Despite widespread disruptions to our society, the pandemic is demonstrating that community-oriented public systems that are grounded in the needs of local communities and neighborhoods, such as public parks and recreation, will be strengthened rather than fractured by the pandemic. Parks and recreation has already proven to be highly resilient and attuned to serving public needs. Responding to the pandemic, park and recreation systems have ramped up daycare for the children of first responders, provided shelter for people experiencing homelessness, continued meal programs for children and offered health services at community centers. The pandemic is showing how the mission of parks and recreation is evolving to include serving as a provider of social and health services in the effort to rebuild and reconnect communities.

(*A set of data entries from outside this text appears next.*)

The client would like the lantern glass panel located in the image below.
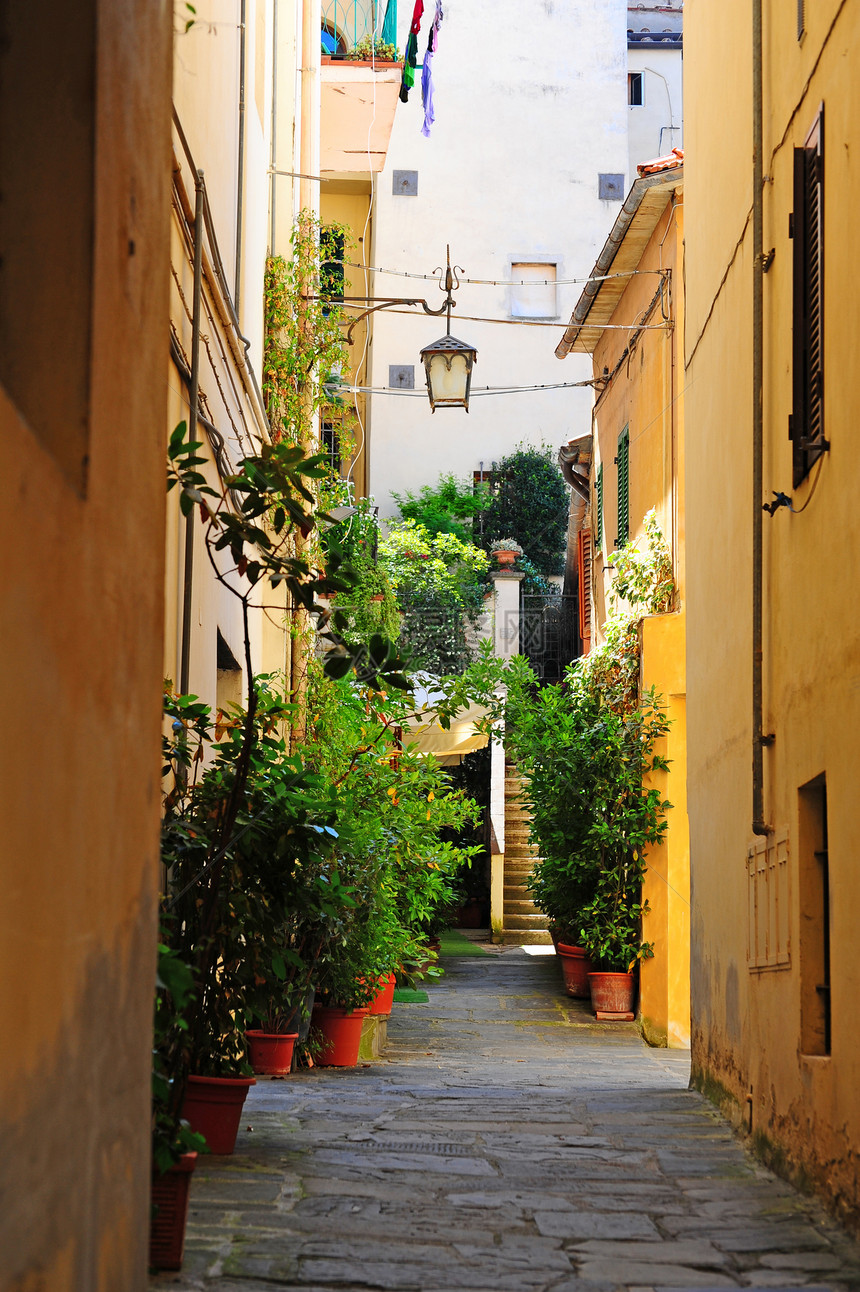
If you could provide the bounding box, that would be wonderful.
[427,354,469,404]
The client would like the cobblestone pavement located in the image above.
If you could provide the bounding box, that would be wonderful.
[152,950,860,1292]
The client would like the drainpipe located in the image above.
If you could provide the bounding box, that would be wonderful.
[753,0,770,835]
[232,0,247,318]
[269,0,278,256]
[179,171,204,695]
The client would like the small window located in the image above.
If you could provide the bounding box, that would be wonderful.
[319,420,341,475]
[615,426,630,548]
[319,225,343,301]
[798,775,830,1054]
[789,110,830,488]
[510,261,558,319]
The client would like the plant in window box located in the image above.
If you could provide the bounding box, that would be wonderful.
[346,36,400,63]
[489,539,526,566]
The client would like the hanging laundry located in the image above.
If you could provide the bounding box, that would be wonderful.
[421,0,444,137]
[400,0,424,103]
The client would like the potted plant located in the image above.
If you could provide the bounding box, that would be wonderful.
[489,539,524,567]
[150,942,207,1270]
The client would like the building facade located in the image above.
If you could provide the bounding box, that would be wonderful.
[555,154,690,1047]
[683,0,860,1224]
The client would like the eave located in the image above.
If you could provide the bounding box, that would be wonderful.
[555,154,684,359]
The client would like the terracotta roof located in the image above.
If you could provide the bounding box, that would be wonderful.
[637,149,684,174]
[555,160,684,359]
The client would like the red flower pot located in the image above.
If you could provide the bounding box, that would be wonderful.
[555,942,591,1000]
[311,1005,371,1067]
[245,1031,298,1076]
[371,973,396,1017]
[150,1152,198,1270]
[182,1076,257,1155]
[589,973,637,1014]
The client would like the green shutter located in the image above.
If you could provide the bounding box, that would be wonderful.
[615,426,630,548]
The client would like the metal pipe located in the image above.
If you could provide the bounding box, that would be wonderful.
[179,171,204,695]
[232,0,247,317]
[753,0,770,835]
[269,0,278,256]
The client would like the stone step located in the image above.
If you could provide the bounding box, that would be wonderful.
[504,912,546,929]
[504,897,546,928]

So, what has changed and why, and what will inevitably change in the future?

The Shape of Parks

Parks and recreation facilities will look different than they do today. Already, park planners are looking at the redesign of common areas and public gathering spots with an eye to improving the flow of pedestrian traffic and maintaining physical distancing. For indoor facilities, the reconfiguration of existing spaces may not be all that expensive, but the retrofits of HVAC and air handling systems to reduce coronavirus loads will be expensive and complicated.

Interestingly, COVID-19 is causing expansions of the public realm in ways that few would have predicted. Urban public space that was once heavily tilted toward providing vehicular access is rapidly transitioning to accommodate human powered travel, outdoor dining and public recreation space, boldly claiming territory for outdoor activities and new kinds of urban parks.

In the future, the public will be giving up a lot of privacy to use indoor recreation facilities and participate in programs. There will likely be temperature testing at entrances, greater visual surveillance and possibly even facial recognition scans. At a minimum, the public will need to provide personal information to participate and many may opt in to using phone apps to give personal location data to inform health departments for potential contact tracing. Certainly, there will be less human touch, figuratively and literally with contactless payments and no-touch transactions.

The Shape of Recreation

During and after the shelter-in-place orders due to COVID-19, visitation at state and local parks exploded. The crush of public use has required agencies to be as flexible and adaptable as possible. Early in the pandemic, local parks and trails were inundated with visitors who just wanted to get out daily for physical activity. Now that some jurisdictions are well into phased reopening plans, visitation has been greatest at recreational hotspots, such as beaches and waterfronts, which have been overwhelmed with visitors. As a new round of infections spiked in states such as Florida, Texas and California, some jurisdictions opened and then completely closed their beaches, whipsawing the public’s expectations of how they could use their parks, and what was expected of them when they did.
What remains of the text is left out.